So here I sit. Actually, here I lie. I on my bed looking around my room and what will be my last time sleeping in this room for a while. Most likely 2 years and 3 months. I see my tv and dvd player that I will miss, my movies and books, my bed; but right now I am not thinking about missing any of that at all. People keep telling me about the things that they will miss and the food, but right now. Right before I leave. I am thinking about the people that I am going to miss.
Many people can vouch for me when I say this. I never wanted to come back to shelby county. I was done and all I had were mostly things that caused me bad memories from my angsty teenage years. But over these last two years I have met amazing people and had a chance to reevaluate things. I got to take a look back at all the things I thought I hated, but now I look back on and realize how charming some of the things are.

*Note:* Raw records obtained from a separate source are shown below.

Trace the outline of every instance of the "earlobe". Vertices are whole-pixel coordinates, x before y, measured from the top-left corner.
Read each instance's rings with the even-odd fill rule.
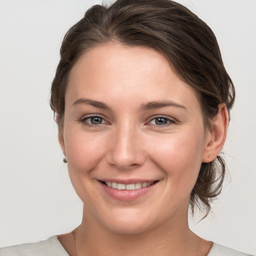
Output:
[[[228,114],[226,106],[224,104],[220,104],[218,112],[210,122],[210,130],[207,132],[202,162],[212,161],[220,154],[226,139],[228,124]]]

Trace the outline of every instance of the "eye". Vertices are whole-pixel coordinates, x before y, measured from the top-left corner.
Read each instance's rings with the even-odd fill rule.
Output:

1. People care- I use to think that people only cared about the things you did and the clothes you wore so they could judge you without getting to know you. I do realize now that they only say and do things mostly because they generally care for your well being and want you to succeed in life. People here in general want good things to happen to you. So their "judgmental eye" alot of times is out of love.
2. People Change- I am definitely not the low self-esteem angsty teenager seeking approval that I was in high school. Another thing that I got to come back and realize. That kid who was always a jerk, probably might still be a jerk... but now everyone else thinks so too. That bad girl who use to get in fights with everyone.. now has a baby and a career and has put the past behind her. If you are still dwelling on how people use to be, give them a chance. Everyone changes, even you. Well that is all that I got for wisdom right now, its tired and blogger won't let me post things. I am to be up in 3 and a half hours for a plane flight.
A few shout outs:
Thank you bank workers for making me part of your guys family. It was not only a job, but it was alot of fun and I will miss you all dearly.

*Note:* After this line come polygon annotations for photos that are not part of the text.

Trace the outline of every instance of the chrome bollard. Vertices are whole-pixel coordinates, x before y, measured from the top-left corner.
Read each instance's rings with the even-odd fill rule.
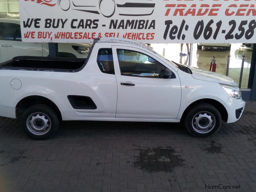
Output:
[[[228,72],[229,70],[229,62],[230,61],[230,58],[231,55],[228,55],[228,63],[227,64],[227,72],[226,72],[226,76],[228,76]]]
[[[243,72],[244,72],[244,60],[245,59],[244,58],[245,57],[245,55],[244,54],[242,56],[243,59],[242,60],[242,66],[241,67],[241,72],[240,73],[240,79],[239,80],[239,88],[241,88],[241,85],[242,84],[242,78],[243,77]]]
[[[212,71],[212,72],[216,72],[216,55],[213,55],[212,57],[213,57],[213,59],[212,60],[212,62],[211,62],[210,71]]]

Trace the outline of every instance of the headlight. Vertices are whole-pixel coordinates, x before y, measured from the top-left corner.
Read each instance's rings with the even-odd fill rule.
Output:
[[[220,84],[224,90],[236,99],[240,99],[242,97],[241,90],[237,86]]]
[[[76,52],[80,54],[88,55],[91,50],[91,47],[81,47],[80,46],[76,46],[72,45],[72,47],[75,49]]]

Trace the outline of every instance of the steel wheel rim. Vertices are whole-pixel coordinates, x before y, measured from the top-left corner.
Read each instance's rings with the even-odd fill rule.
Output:
[[[27,119],[26,123],[28,130],[36,135],[42,135],[48,132],[52,125],[49,117],[41,112],[30,114]]]
[[[216,124],[216,119],[211,113],[201,111],[197,113],[192,119],[192,126],[196,132],[205,134],[213,129]]]

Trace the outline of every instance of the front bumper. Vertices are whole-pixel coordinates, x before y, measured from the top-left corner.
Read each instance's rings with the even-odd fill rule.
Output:
[[[239,119],[244,110],[245,106],[245,102],[242,99],[235,99],[231,97],[224,105],[228,115],[227,123],[234,123]]]
[[[15,108],[0,105],[0,116],[16,118]]]

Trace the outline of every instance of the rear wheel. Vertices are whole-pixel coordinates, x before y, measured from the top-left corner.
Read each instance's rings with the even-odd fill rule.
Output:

To my friends: I will miss our fun times and most of you aren't even in Indiana and I will still miss you! Send me and email. I can't wait to hear about your adventures as well. Miss you!
To my ex-roomates even the extra ones that might has well of been roommates: You guys were around for some of the hardest and best times of my life. We have been throught it all sickness, death, and family dramas. You should know you are not my friends, but my sisters. I will love you and miss you.
To my family.. I love all of you dearly and can't wait to hear about the special things that happen to all of you.
To my Mom.. Be strong, I Love you more than you will ever know and I know that you love me right back and I will feel that all the way in Africa even.
To my Dad... I will miss you and all the fun times we have together. Our "bonding nights" on Weds especially. I know they aren't the usual; but they will always be something special that we have and I will remember. Love you.
To my Brother: I love you and you will be successful in all that you do, I don't say this often, but I am proud of you and you are turning into a good man. I'm proud that your my brother.
Ok that concludes my love fest and my cry before I leave. Time for me to get focused. I have a busy two years in front of me.